Drug Mixing: The Most Prevalent, and Dangerous, Form of Drug Misuse
Is your patient mixing prescribed medications with non-prescribed or illicit drugs? Most clinicians underestimate the likelihood that their patients are engaging in this most-prevalent type of prescription drug misuse. But what they don’t know could hurt their patients.
According to the 2019 Quest Diagnostics Health Trends Report, 24% of patient test results, or nearly 1 in 4, show signs of drug mixing.
The annual Health Trends Report includes analysis of more than 4.4 million deidentified aggregated clinical drug monitoring tests performed by Quest Diagnostics for patients from all 50 states and the District of Columbia from 2011 through 2018. The report also incorporates findings from a survey conducted by The Harris Poll, commissioned by Quest Diagnostics and Center on Addiction, of 500 primary care physicians in the United States.
Clinicians can sometimes detect the signs of drug mixing at the office visit, according to Jeffrey Gudin, MD, Senior Medical Advisor, Drug Monitoring & Toxicology at Quest Diagnostics. In some cases, he says, the signs of mixing can be as obvious as somnolence, sedation, slurred speech, and reddened eyes. “In those cases, we can intervene with the patient right there. The more dangerous cases are those we don’t see in the clinic.”

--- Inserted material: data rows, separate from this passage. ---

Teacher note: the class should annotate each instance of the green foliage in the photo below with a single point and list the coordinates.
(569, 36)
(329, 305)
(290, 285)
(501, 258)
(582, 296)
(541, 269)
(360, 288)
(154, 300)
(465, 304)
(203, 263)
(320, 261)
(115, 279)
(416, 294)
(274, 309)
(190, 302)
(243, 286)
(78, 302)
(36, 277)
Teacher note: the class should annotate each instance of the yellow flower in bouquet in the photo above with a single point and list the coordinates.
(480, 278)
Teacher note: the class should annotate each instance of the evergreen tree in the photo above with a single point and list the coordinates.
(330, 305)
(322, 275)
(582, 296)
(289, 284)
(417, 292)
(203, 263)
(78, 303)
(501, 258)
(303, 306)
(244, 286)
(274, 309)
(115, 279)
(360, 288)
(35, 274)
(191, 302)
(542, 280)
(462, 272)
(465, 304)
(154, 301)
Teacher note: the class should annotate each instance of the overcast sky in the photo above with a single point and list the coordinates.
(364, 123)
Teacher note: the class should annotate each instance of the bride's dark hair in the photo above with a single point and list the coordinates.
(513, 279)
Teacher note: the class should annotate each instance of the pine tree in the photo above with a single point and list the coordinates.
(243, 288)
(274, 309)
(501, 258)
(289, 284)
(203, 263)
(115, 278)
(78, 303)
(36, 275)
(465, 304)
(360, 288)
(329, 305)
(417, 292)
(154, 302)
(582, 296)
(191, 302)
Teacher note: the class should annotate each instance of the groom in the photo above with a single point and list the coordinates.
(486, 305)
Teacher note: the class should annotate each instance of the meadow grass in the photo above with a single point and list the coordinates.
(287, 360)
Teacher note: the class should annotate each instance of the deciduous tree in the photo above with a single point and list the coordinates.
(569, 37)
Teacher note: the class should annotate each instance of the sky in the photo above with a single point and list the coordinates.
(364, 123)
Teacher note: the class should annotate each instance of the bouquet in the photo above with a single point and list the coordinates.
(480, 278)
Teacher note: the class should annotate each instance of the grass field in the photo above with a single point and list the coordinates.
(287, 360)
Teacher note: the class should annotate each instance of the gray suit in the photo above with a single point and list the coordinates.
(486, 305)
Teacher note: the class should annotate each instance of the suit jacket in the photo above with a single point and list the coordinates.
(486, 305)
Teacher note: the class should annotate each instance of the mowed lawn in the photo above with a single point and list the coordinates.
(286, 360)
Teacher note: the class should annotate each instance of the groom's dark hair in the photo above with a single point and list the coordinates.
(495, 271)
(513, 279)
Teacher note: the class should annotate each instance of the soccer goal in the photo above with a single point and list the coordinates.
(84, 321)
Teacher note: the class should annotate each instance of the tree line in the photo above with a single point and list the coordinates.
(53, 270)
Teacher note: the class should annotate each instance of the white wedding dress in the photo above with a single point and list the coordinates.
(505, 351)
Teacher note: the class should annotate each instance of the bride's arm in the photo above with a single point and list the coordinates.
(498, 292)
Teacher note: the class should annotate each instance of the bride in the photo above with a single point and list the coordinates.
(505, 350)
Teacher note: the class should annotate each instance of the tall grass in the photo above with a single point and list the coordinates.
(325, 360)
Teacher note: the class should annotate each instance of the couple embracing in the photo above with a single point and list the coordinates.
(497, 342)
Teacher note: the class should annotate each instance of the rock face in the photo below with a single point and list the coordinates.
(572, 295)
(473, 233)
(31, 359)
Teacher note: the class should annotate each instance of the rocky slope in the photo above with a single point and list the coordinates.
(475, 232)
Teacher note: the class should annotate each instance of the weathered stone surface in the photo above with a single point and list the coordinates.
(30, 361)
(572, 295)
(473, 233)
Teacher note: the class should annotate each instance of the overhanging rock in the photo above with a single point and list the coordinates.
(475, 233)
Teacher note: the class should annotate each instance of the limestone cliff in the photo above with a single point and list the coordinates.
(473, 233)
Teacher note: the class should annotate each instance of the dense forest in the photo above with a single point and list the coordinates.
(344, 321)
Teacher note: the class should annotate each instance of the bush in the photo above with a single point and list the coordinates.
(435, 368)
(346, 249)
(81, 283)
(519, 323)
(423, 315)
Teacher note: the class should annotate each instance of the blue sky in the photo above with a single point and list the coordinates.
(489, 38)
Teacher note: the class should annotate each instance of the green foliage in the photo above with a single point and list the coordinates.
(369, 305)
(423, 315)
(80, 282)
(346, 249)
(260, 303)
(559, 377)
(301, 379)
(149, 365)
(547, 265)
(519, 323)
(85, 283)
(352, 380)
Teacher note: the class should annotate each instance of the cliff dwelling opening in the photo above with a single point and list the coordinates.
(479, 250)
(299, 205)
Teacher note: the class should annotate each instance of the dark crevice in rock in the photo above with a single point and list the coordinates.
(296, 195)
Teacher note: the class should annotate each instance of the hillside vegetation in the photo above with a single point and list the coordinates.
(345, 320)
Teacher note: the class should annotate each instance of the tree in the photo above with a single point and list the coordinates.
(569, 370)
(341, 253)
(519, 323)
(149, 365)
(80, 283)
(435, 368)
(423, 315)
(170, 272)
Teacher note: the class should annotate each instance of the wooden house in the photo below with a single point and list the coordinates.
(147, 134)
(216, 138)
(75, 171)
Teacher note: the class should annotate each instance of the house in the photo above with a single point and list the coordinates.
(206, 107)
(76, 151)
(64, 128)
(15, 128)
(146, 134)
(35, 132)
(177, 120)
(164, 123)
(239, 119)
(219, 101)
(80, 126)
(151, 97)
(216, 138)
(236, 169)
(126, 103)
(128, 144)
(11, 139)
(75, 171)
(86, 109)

In some cases, the patient is combining non-prescribed or illicit substances to increase the euphoria of the pain medication. In other cases, a patient is simply trying to sleep better, and doesn’t realize the danger of taking an additional medication. “I have reviewed many cases of people with upper respiratory tract infections who just want to get a good night’s sleep, who die from respiratory failure brought on by taking an extra pain pill, or by adding alcohol, or cough medicine, or a muscle relaxant, or an antihistamine. There is a very narrow window there. Combining opiates with alcohol or benzodiazepines is just a lethal combination,” he adds.

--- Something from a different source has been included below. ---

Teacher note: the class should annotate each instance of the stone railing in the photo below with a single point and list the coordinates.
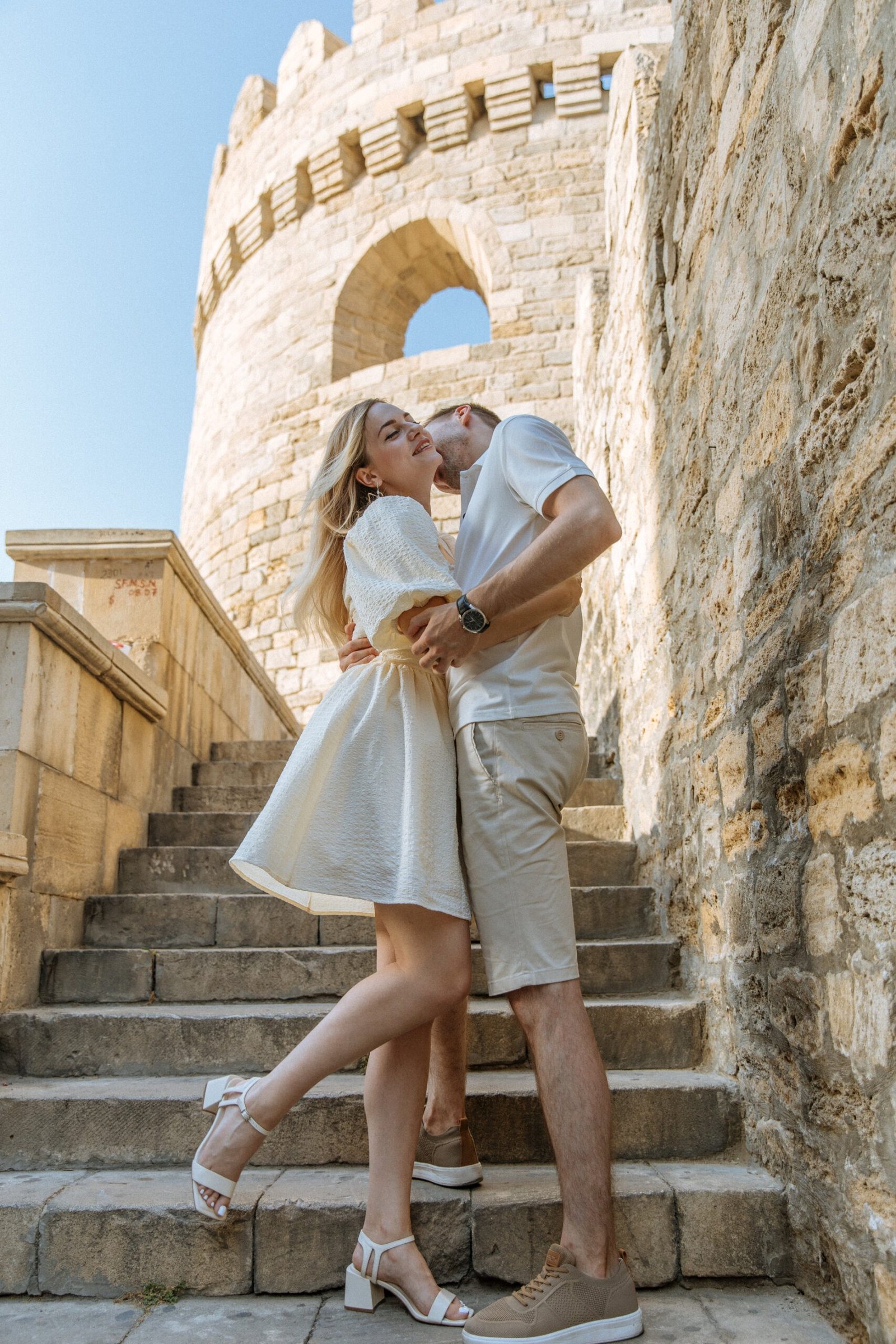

“The only objective way a prescriber knows what their patient is taking is drug testing. Everything else is subjective,” Dr. Gudin emphasizes. The Centers for Disease Control and Prevention recommend testing for patients on controlled substances at least annually, “but once a year is clearly not enough,” he adds.
Testing can improve the therapeutic relationship by setting the stage for important conversations. When the test result shows evidence of drug mixing, the patient needs to understand the seriousness of the risk, Dr. Gudin says. “I remind them that they signed a contract, to only take the medications we have prescribed. I explain that the test results indicate a dangerous combination, and that people can die from that. And then I tell them, ‘This is your one and only warning. If you want to be on pain medication from this office, you can no longer take that other medication, even once.’ That is a potentially life-saving conversation.”

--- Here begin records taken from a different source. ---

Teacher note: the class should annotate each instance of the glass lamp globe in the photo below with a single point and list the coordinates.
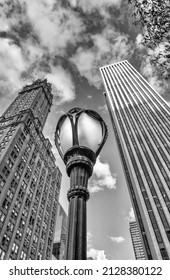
(80, 128)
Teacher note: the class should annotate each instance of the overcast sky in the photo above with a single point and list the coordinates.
(66, 42)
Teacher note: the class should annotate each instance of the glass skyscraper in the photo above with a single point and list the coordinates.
(29, 178)
(136, 241)
(141, 123)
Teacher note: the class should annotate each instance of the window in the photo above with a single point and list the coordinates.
(2, 254)
(5, 204)
(2, 216)
(10, 226)
(5, 239)
(2, 182)
(14, 248)
(9, 194)
(23, 255)
(5, 171)
(9, 163)
(18, 234)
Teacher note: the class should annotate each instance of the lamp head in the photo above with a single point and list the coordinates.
(80, 129)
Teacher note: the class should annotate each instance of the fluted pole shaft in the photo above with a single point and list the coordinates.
(80, 169)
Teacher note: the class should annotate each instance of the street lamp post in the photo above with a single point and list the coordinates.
(79, 137)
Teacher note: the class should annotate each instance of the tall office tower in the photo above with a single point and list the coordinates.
(29, 178)
(141, 121)
(60, 234)
(136, 241)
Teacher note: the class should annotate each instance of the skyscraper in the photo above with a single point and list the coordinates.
(141, 121)
(136, 241)
(29, 178)
(60, 234)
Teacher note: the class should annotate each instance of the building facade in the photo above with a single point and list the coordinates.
(141, 121)
(60, 234)
(29, 178)
(136, 241)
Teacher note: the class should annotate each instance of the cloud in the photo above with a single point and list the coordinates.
(102, 177)
(139, 38)
(108, 47)
(118, 239)
(11, 66)
(131, 216)
(63, 86)
(96, 254)
(89, 5)
(149, 72)
(54, 25)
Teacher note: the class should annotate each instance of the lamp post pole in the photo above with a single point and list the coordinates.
(79, 157)
(79, 168)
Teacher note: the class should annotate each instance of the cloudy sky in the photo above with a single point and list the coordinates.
(66, 41)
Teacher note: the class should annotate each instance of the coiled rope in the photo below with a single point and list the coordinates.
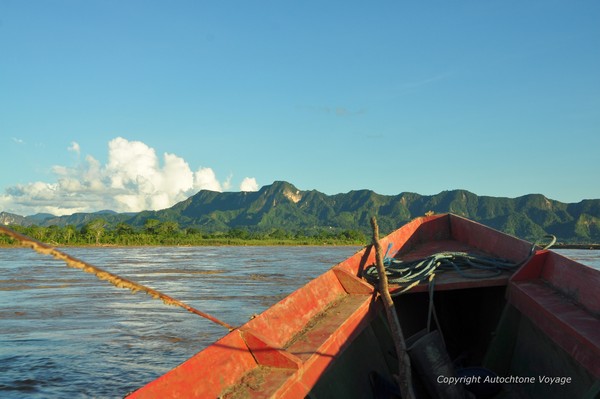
(410, 273)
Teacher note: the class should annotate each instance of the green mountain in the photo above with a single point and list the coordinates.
(283, 206)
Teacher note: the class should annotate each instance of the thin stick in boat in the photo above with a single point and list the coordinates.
(404, 371)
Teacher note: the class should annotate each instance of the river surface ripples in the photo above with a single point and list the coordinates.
(64, 333)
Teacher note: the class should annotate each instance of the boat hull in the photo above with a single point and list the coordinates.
(330, 338)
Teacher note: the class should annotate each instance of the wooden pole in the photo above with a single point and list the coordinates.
(404, 370)
(115, 280)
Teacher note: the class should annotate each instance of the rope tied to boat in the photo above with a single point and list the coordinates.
(114, 279)
(468, 265)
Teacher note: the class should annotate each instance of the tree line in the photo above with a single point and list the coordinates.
(155, 232)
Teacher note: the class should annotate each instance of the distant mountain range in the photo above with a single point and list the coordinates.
(282, 206)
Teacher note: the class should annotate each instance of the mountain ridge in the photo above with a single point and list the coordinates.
(283, 206)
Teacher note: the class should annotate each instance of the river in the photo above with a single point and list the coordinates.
(63, 333)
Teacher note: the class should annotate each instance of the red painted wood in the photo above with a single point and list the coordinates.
(267, 354)
(562, 297)
(291, 344)
(206, 374)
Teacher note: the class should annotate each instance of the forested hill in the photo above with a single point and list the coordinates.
(281, 206)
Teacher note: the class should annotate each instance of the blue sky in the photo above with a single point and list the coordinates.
(131, 105)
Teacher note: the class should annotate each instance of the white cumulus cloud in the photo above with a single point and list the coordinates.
(133, 179)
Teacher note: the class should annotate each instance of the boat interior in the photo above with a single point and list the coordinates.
(332, 339)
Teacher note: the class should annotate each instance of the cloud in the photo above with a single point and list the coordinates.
(133, 179)
(74, 147)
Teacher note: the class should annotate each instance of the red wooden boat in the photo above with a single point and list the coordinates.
(529, 330)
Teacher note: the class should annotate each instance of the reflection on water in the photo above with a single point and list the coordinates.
(64, 333)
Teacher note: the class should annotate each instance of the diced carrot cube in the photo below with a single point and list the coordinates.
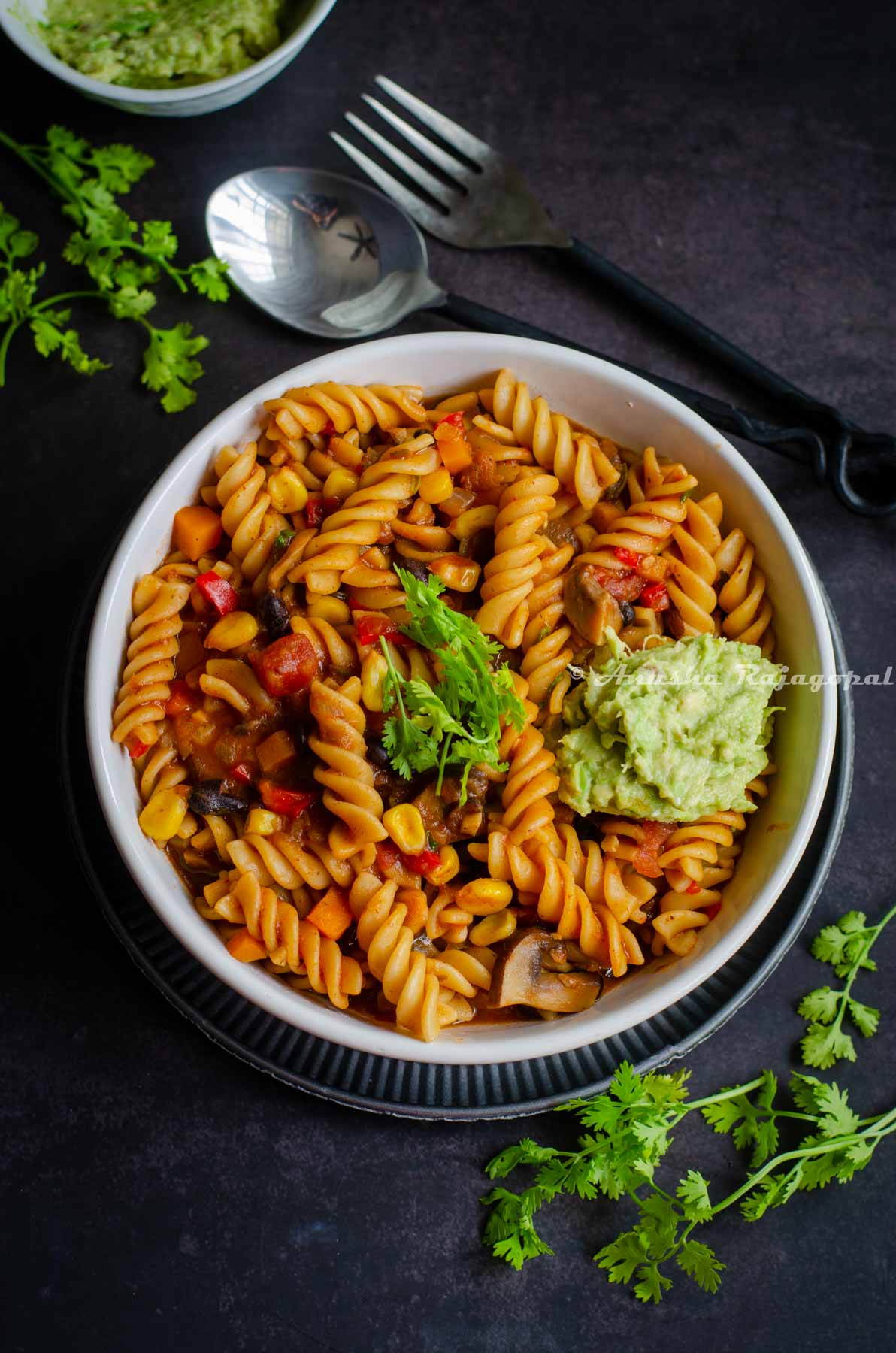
(245, 947)
(332, 915)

For patients testing positive for an illicit substance, and when it appears it may be more-than-a-one-time event, a change in the treatment plan may be warranted. “If the patient remains in the practice after testing positive for an illicit drug such as cocaine, we will try to structure a high-risk regimen, with an increased frequency of testing. We use testing to confirm compliance with the treatment plan, and to alert us to problems for which we need to intervene, in order to keep the patient safe.”